Is Facebook old-fashioned? Duh! Of course it is, because now all the cool kids are parents, and having your parents checking up on you on Facebook is, like, the uncoolist thing EVAR.
Ok, sorry, that’s the chocolate-filled coffee I just drank talking. It speaks in a sticky-sweet voice and I can’t stop listening.
But seriously, Facebook has actually never been cool, though it can be a useful tool at times. Recently I was turned on to Vine by the work of Thomas Sanders, who makes (mostly) funny six-second videos with an amazing amount of creativity. I’d heard of Vine before, but at that point I just scoffed in the fashion of an elderly white gentleman sipping tea in a puffy armchair while grumbling about “the masses.” Now, years later, I can see the error of my presumption, because Vines can be pretty damn neat. The work of Sanders was a gateway to many other users of the service, and I am now a fan, basically because I like the idea of making a video almost instantly after I come up with the idea to make a video. I suspect this might be a consequence of having spent ten years making a single feature film; I want these things DONE. NOW. And they are. I still suck at making Vines of my own, but it doesn’t matter; I’ll never be one of the A-list there, which is fine because I don’t need that kind of pressure (he said nonchalantly while secretly entertaining fantasies of attending huge Vine Meetups in NYC and LA and hanging out with Egyptian DJs who raise rabbits and wear their hats backwards).

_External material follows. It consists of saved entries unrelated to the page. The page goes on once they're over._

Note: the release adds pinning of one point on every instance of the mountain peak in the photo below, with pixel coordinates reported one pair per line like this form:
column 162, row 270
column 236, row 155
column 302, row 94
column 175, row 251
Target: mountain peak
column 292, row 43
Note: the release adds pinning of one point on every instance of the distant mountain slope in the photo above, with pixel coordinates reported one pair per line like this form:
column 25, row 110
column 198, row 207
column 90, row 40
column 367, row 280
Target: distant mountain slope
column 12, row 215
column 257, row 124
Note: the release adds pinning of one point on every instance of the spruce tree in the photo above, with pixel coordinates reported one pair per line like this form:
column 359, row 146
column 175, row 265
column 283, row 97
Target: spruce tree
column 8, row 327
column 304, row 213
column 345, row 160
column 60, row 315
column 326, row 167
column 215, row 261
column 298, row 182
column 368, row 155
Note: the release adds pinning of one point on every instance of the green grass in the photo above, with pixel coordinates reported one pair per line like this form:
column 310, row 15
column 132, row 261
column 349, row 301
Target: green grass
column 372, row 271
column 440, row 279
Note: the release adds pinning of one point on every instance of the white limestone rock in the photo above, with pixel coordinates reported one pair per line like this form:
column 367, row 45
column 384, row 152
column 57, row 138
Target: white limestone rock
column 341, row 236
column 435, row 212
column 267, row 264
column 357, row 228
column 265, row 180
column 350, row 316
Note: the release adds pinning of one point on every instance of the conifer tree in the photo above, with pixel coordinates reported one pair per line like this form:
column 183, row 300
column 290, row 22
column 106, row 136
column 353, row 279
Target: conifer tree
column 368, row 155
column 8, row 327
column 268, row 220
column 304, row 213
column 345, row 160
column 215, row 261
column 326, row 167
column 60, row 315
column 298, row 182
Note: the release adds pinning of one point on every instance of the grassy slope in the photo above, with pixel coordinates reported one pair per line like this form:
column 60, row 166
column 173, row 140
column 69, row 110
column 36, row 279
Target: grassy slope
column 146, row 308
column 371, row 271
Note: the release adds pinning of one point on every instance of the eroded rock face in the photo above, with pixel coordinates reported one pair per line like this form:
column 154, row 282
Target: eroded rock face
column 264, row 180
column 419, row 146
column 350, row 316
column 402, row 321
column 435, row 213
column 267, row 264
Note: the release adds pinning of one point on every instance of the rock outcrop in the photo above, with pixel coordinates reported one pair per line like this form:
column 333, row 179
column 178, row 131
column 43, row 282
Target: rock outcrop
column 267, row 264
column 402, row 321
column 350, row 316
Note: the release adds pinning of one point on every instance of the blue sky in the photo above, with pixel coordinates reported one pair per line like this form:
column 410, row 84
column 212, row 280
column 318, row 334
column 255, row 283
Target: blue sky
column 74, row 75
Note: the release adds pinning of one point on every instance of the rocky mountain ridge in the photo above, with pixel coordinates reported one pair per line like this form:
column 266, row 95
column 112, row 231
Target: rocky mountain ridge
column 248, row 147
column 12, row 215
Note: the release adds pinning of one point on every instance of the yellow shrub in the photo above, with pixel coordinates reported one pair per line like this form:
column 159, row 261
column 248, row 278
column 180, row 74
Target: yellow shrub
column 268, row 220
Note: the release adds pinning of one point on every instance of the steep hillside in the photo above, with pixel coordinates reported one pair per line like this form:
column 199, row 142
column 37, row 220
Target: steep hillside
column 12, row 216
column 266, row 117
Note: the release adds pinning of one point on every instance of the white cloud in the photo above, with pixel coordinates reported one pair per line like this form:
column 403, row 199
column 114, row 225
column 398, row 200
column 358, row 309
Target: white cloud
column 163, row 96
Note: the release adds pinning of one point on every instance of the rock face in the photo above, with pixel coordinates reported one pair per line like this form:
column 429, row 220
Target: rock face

Another social media service I was turned on to via Vine is Snapchat (For some reason I keep typing Snapshat, which I assume is a completely different service). I’d also heard of Snapchat before, which I’d also dismissed in a similarly raised-pinkie fashion, but again, I think there’s something to it. The photos/chats/videos disappear after a certain number of viewings/amount of time. What’s the good of that? You ask. To me, it’s an attempt to regain the feeling of real-world interaction, a backlash against endlessly permanent interactions whose nature is changed because considerations of their permanence. With Snapchat, whatever you say is over and unrecorded (but possibly screenshot, alas) once it’s out you pretty little mouth. People feel less inhibited, say more of whatever nonsense they really think, and it’s over and out; you’re free to move on afterwards because there are fewer consequences. In my case, there are literally no consequences because exactly zero people have ever seen anything I’ve posted on Snapchat. I assume this is because you really need to become well-known on another service like Instagram (which I have reluctantly rejoined, though I’m not terribly active) or Vine before you can entice people over to Snapchat to revel in your fabulous everyday life, real-time, instead of talking with the person sitting next to them on the subway. The nice thing about this is that I can spout any damn nonsense that comes into my fatuous head, something I do anyway, but now I can record myself doing it! There’s no possible use for it that I can imagine.
And now, of course, we have Periscope, launched today by Twitter, which lets everyone broadcast everything all the time. AKA Chaos, mass hysteria, pet co-habitation, etc.
Anyway, these things come and go, as those of us who have reached our 40s more or less intact can attest, and I’m sure something new and more interesting will replace the New Things. It keeps things fresh, or at least a welcome distraction from…uh…China’s political hegemony? Tupperware? Eerily anthropomorphic depictions of Elmer the Bull? Voles in general? I can’t remember.